The Marriage of Maria Braun (1979)
Strong female characters dominate many of his greatest works. Hanna Schygulla gives one of the best performances in Fassbinder’s filmography in The Marriage of Maria Braun as a woman who flourishes through ruthless ambition during Germany’s “economic miracle” of the 1950s (she facetiously describes herself as the “Mata Hari des Wirtschaftswunders”). She also excels in Effi Briest, as the sympathetic heroine of Theodor Fontane’s 1896 novel, who has an affair with an army major. It’s an unusually dreamlike drama from the director. The vicious Chinese Roulette (1976), a chamber piece that deserves far more recognition, features one of his most unexpected monsters – a young disabled girl. And Barbara Sukowa is excellent as a sex worker in Lola, in which prostitution acts a symbol for corruption in a shrewd update of Josef von Sternberg’s The Blue Angel (1930).
Then there are few better ways to devote 15 hours of your life than to take a trip to Berlin Alexanderplatz, his series based on Alfred Döblin’s novel, about an ex-con trying to rebuild his life in the interwar years. The last episode, which explodes into a disturbing queer fantasy, is astonishing.

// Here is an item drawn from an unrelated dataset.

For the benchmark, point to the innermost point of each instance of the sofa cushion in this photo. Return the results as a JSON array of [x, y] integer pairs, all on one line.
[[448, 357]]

Berlin Alexanderplatz (1980)
Where not to start
For a long time in the UK, Querelle was his most easily accessible work on home video, but while its gorgeous visuals and charged erotic atmosphere, revelling in the queerness of Jean Genet’s tail of lusty, murderous sailors, is a feast for the senses, it’s tonally a world away from his best work and is not a great gateway film. The English-language Despair (1978), about a chocolate magnate who conjures up a daft plan to escape Nazi Germany, has much to enjoy, not least a fine script from Tom Stoppard and a tour-de-force turn from Dirk Bogarde, but it’s best to have seen his earlier melodramas first, as one of Despair’s chief delights is the surprising dash of absurdist humour, an unusual ingredient for a Fassbinder film.